The ordering of task facets is arbitrary (alphabetical in this plot). I like to give them an order that makes them easier to browse- something along the lines of. A simple proxy for this is to order by “% who spend < 1 hour a week.”2

library(dplyr)

d %>%
  mutate(Task = reorder(Task, Percentage, function(e) e[1])) %>%
  ggplot(aes(Hours, Percentage)) +
  geom_bar(stat = "identity") +
  facet_wrap(~Task) +
  geom_text(aes(label = paste0(Percentage, "%"), y = Percentage),
            vjust = 1.4, size = 5, color = "white") +
  theme(axis.text.x = element_text(angle = 90,  hjust = 1)) +
  xlab("Hours spent per week")

center

Graph design

From here, the last step would be to adjust the colors, fonts, and other “design” choices.

I don’t have terribly strong opinions about these choices (I’m pretty happy with ggplot2’s theme_bw()). But some prefer Edward Tufte’s approach of maximizing the “Data/Ink Ratio”- that is, dropping borders, grids, and axis lines. This can be achieved with theme_tufte:

library(ggthemes)

d %>%
  mutate(Task = reorder(Task, Percentage, function(e) e[1])) %>%
  ggplot(aes(Hours, Percentage)) +
  geom_bar(stat = "identity") +
  facet_wrap(~Task) +
  geom_text(aes(label = paste0(Percentage, "%"), y = Percentage),
            vjust = 1.4, size = 5, color = "white") +
  theme_tufte() +
  theme(axis.text.x = element_text(angle = 90,  hjust = 1))

center

Some people take this philosophy even further, and drop the y-axis altogether (since we do already have those percentages annotated on the bars).

library(ggthemes)

d %>%
  mutate(Task = reorder(Task, Percentage, function(e) e[1])) %>%
  ggplot(aes(Hours, Percentage)) +
  geom_bar(stat = "identity") +
  facet_wrap(~Task) +
  geom_text(aes(label = paste0(Percentage, "%"), y = Percentage),
            vjust = 1.4, size = 5, color = "white") +
  theme_tufte() +
  theme(axis.text.x = element_text(angle = 90,  hjust = 1),
        axis.ticks = element_blank(),
        axis.text.y = element_blank()) +
  ylab("")

center

(See here for an animated version of this “Less is more” philosophy).

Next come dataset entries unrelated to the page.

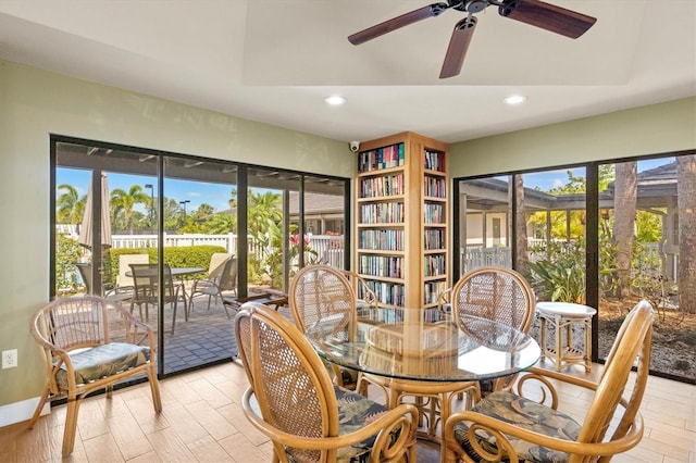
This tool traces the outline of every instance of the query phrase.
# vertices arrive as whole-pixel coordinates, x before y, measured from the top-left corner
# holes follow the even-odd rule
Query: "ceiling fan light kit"
[[[419,21],[439,16],[450,9],[464,12],[468,16],[455,26],[439,74],[440,78],[453,77],[461,72],[467,50],[469,50],[469,45],[476,28],[474,14],[490,5],[498,7],[498,14],[502,17],[515,20],[573,39],[585,34],[597,22],[595,17],[540,0],[447,0],[446,3],[432,3],[368,27],[348,36],[348,41],[352,45],[361,45]]]

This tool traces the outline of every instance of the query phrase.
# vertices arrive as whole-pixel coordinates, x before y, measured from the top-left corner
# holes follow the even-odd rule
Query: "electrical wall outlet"
[[[17,366],[17,350],[10,349],[2,351],[2,370]]]

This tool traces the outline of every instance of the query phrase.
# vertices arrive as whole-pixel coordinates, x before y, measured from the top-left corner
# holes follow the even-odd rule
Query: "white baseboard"
[[[35,397],[34,399],[27,399],[22,402],[14,402],[0,406],[0,427],[32,420],[34,409],[38,405],[39,400],[39,397]],[[47,402],[44,405],[44,410],[41,410],[41,415],[47,415],[50,412],[51,404]]]

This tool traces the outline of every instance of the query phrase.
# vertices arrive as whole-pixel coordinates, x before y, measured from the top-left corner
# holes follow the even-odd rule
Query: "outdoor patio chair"
[[[89,262],[77,262],[75,266],[77,267],[79,276],[85,284],[85,295],[92,295],[91,264]],[[130,293],[116,291],[115,289],[111,289],[109,291],[105,291],[104,293],[104,298],[107,298],[110,302],[124,302],[129,300],[130,297]]]
[[[119,275],[116,275],[115,290],[117,292],[133,292],[135,284],[133,277],[126,275],[130,271],[130,264],[147,264],[150,262],[148,254],[120,254]]]
[[[363,277],[352,271],[344,270],[341,272],[352,285],[356,293],[356,309],[358,310],[358,314],[369,312],[371,309],[377,309],[380,306],[377,295],[370,288]]]
[[[302,331],[265,305],[235,317],[249,387],[245,416],[273,442],[279,462],[415,462],[413,405],[394,410],[332,383]]]
[[[190,304],[196,296],[208,296],[208,310],[213,299],[222,301],[223,297],[237,293],[237,260],[225,252],[217,252],[211,256],[210,268],[206,279],[197,279],[191,288]],[[231,318],[226,310],[227,318]]]
[[[130,272],[133,273],[134,293],[130,299],[130,313],[135,305],[138,305],[140,312],[140,320],[149,320],[149,305],[158,305],[159,301],[159,275],[158,264],[130,264]],[[181,283],[174,284],[172,278],[172,268],[167,265],[163,265],[162,274],[164,285],[164,303],[172,304],[172,335],[174,335],[174,328],[176,327],[176,312],[179,300],[184,302],[184,320],[188,321],[188,304],[186,302],[186,295],[184,292],[184,285]],[[142,318],[142,305],[145,305],[145,318]],[[163,312],[163,311],[162,311]]]
[[[638,408],[648,379],[654,316],[647,301],[633,308],[597,383],[534,366],[520,375],[514,392],[495,391],[473,410],[452,414],[444,429],[445,461],[607,462],[634,448],[643,437]],[[582,422],[558,410],[558,391],[577,397],[569,385],[588,392],[583,393],[591,403]]]
[[[63,456],[73,452],[77,412],[91,392],[146,375],[156,412],[162,411],[152,329],[121,305],[95,296],[65,298],[39,309],[29,325],[38,342],[48,380],[28,428],[47,402],[66,398]]]

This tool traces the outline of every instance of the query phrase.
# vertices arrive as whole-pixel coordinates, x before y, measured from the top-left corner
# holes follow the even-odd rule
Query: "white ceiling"
[[[549,0],[597,17],[576,40],[492,7],[449,79],[458,11],[346,39],[432,1],[0,0],[0,59],[345,141],[453,142],[696,95],[694,0]],[[506,107],[513,92],[527,103]]]

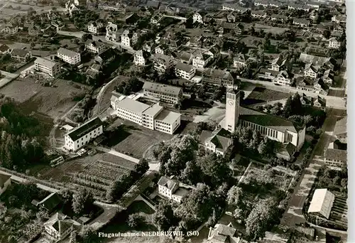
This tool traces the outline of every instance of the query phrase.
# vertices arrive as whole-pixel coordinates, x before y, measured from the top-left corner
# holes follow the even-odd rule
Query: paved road
[[[322,129],[324,132],[321,135],[311,156],[310,164],[304,170],[297,185],[295,187],[294,193],[288,202],[288,208],[281,219],[281,225],[293,227],[297,224],[305,222],[302,210],[307,197],[317,178],[320,168],[323,166],[323,154],[324,148],[332,138],[337,118],[333,117],[338,114],[339,110],[331,109],[327,114]]]

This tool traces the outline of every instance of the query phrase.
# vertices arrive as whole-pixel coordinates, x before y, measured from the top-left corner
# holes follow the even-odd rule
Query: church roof
[[[280,132],[288,130],[297,133],[303,128],[301,124],[293,121],[241,107],[239,109],[239,119]]]

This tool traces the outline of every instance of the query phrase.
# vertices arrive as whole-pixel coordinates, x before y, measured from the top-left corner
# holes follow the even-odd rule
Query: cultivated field
[[[287,99],[290,95],[290,94],[289,93],[257,87],[253,90],[251,93],[248,96],[248,98],[244,100],[244,103],[246,104],[264,103]]]
[[[129,173],[135,163],[109,153],[99,153],[92,156],[77,158],[55,167],[37,171],[40,179],[64,183],[72,189],[80,187],[104,197],[111,183]]]
[[[1,89],[0,94],[23,103],[22,107],[29,113],[39,112],[54,119],[75,104],[75,97],[84,95],[86,86],[60,80],[53,84],[53,87],[44,87],[34,78],[18,78]]]
[[[123,123],[123,125],[121,125]],[[107,146],[118,152],[136,158],[142,158],[143,153],[151,146],[161,141],[171,139],[173,136],[158,131],[152,131],[129,121],[118,119],[115,124],[118,130],[109,139]]]

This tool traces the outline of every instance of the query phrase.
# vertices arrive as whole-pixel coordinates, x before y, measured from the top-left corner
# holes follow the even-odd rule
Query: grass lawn
[[[123,121],[124,124],[104,144],[118,152],[130,155],[134,158],[142,158],[143,153],[153,144],[161,141],[170,140],[173,135],[158,131],[152,131],[129,121]]]
[[[284,99],[288,98],[290,95],[290,93],[256,87],[248,96],[248,98],[244,100],[244,104],[253,104],[274,100]]]
[[[143,201],[134,201],[126,211],[123,211],[117,215],[109,225],[102,230],[102,232],[104,233],[124,233],[139,232],[142,231],[158,231],[158,229],[151,223],[154,212],[154,210]],[[127,225],[126,220],[130,215],[134,213],[138,213],[139,215],[143,218],[143,222],[137,227],[132,228]],[[127,240],[124,242],[140,242],[141,237],[106,239],[103,242],[121,242],[121,239]],[[141,242],[146,242],[142,241]]]

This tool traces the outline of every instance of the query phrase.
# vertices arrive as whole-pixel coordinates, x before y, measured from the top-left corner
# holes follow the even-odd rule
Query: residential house
[[[238,4],[222,4],[222,10],[223,11],[236,11],[239,13],[244,14],[248,11],[248,9],[241,7]]]
[[[106,45],[101,40],[87,40],[85,42],[85,48],[87,51],[99,54],[106,50]]]
[[[51,213],[55,209],[62,203],[62,198],[57,193],[52,193],[43,199],[41,201],[38,202],[36,200],[32,201],[32,204],[40,209],[43,209],[48,213]]]
[[[11,185],[11,176],[0,173],[0,195]]]
[[[97,55],[94,60],[101,65],[105,65],[111,62],[116,58],[116,53],[114,49],[109,48],[101,53]]]
[[[324,151],[324,163],[334,170],[340,171],[347,166],[347,151],[339,148],[334,143],[331,143]]]
[[[174,66],[173,58],[166,55],[155,54],[153,55],[153,60],[154,70],[157,70],[159,74],[165,73]]]
[[[92,79],[97,78],[100,72],[102,72],[102,68],[99,64],[94,63],[90,68],[87,68],[85,74],[87,77],[91,77]]]
[[[58,49],[57,55],[64,62],[71,65],[77,65],[81,62],[80,53],[63,48]]]
[[[204,68],[212,60],[213,54],[209,51],[196,49],[192,53],[192,66],[197,68]]]
[[[334,200],[334,195],[327,189],[316,189],[307,212],[327,220],[329,218]]]
[[[313,85],[314,92],[316,94],[327,95],[328,94],[329,87],[327,86],[320,78],[315,80]]]
[[[133,55],[133,63],[137,66],[144,66],[146,63],[146,55],[142,50],[137,50]]]
[[[102,122],[99,118],[95,117],[66,134],[64,136],[64,146],[70,151],[75,151],[103,132]]]
[[[304,18],[293,18],[293,23],[295,26],[298,26],[302,28],[308,27],[310,26],[310,21]]]
[[[285,15],[279,15],[279,14],[271,14],[271,20],[273,21],[279,21],[282,23],[285,23],[288,20],[288,17]]]
[[[136,33],[131,33],[129,30],[126,30],[121,36],[121,43],[124,45],[132,47],[137,42],[138,34]]]
[[[290,68],[290,62],[287,58],[278,57],[271,62],[271,70],[280,72],[283,70],[289,70]]]
[[[224,156],[233,144],[231,133],[221,128],[213,131],[203,130],[199,137],[199,144],[207,151]]]
[[[313,99],[311,97],[308,97],[305,93],[300,96],[300,99],[301,104],[302,105],[312,106],[313,105]]]
[[[342,43],[338,40],[338,38],[337,38],[336,37],[332,37],[329,40],[328,48],[332,49],[339,49]]]
[[[43,224],[45,233],[55,241],[66,238],[80,225],[61,212],[56,212]]]
[[[323,82],[328,86],[332,86],[334,82],[334,72],[332,70],[328,69],[324,71],[324,73],[323,74],[323,77],[322,77],[322,79],[323,80]]]
[[[20,63],[26,63],[32,58],[32,52],[23,49],[12,49],[11,58]]]
[[[175,65],[175,72],[177,77],[190,80],[195,76],[196,69],[192,65],[178,62]]]
[[[9,45],[5,44],[0,44],[0,54],[9,53],[11,49]]]
[[[214,85],[233,87],[236,74],[226,70],[207,68],[202,72],[202,82]]]
[[[236,14],[234,12],[231,12],[226,16],[226,20],[229,23],[235,23],[236,19]]]
[[[296,90],[299,91],[315,92],[314,80],[304,77],[297,77],[296,80]]]
[[[28,35],[31,36],[38,36],[40,33],[40,27],[36,26],[30,26],[28,27]]]
[[[143,90],[144,94],[159,98],[166,103],[178,104],[182,99],[182,89],[176,86],[145,82]]]
[[[47,73],[51,77],[56,77],[60,73],[60,65],[52,60],[37,58],[35,60],[35,70]]]
[[[337,121],[333,131],[333,135],[342,143],[347,144],[347,117]]]
[[[166,52],[169,50],[168,45],[159,45],[154,48],[155,54],[166,55]]]
[[[193,55],[187,53],[187,51],[182,50],[178,55],[178,59],[180,63],[185,64],[191,64],[192,62]]]
[[[119,42],[123,30],[119,30],[117,25],[109,22],[106,26],[105,39],[108,41]]]
[[[87,23],[87,31],[92,33],[94,34],[98,34],[100,33],[100,30],[104,28],[104,23],[101,21],[89,21]]]
[[[319,95],[313,101],[313,106],[320,108],[325,108],[327,104],[327,99],[322,98]]]
[[[192,16],[192,22],[193,23],[198,22],[198,23],[203,23],[202,18],[203,18],[203,17],[200,14],[195,13],[195,14]]]
[[[151,23],[158,24],[164,16],[160,13],[157,13],[151,18]]]
[[[246,60],[244,54],[239,53],[233,58],[233,67],[244,68],[246,66]]]
[[[174,176],[162,176],[158,182],[158,195],[175,202],[181,203],[182,199],[189,193],[188,188],[182,185],[183,184]]]
[[[263,11],[252,11],[251,17],[254,18],[266,18],[266,13]]]
[[[312,63],[306,64],[303,71],[305,77],[316,78],[319,71],[319,68],[313,65]]]
[[[111,105],[119,117],[151,130],[173,134],[180,125],[181,114],[155,103],[148,105],[134,97],[113,97]]]
[[[4,26],[1,27],[0,32],[5,33],[10,35],[14,35],[17,32],[18,32],[18,26],[12,24],[12,23],[6,23]]]
[[[241,243],[242,239],[236,236],[237,230],[231,222],[228,225],[217,224],[209,228],[207,243]]]
[[[293,83],[293,74],[287,70],[280,71],[273,82],[280,85],[291,86]]]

So take a look at the two versions:

center

Which communicates more to you? And can you think of a plot that communicates this data even more clearly?

Postscript: How would I do this in base R plotting?

I wouldn’t.

Footnotes

  1. Why did I choose to represent it in this “gathered” format, rather than one row per task and one column per hour? Because using tidy data makes it easier to plot!

  2. This isn’t actually going to tell us which tasks data scientists spend the most time on: we should do some kind of weighted measure to estimate the mean. But for visualization purposes this is enough.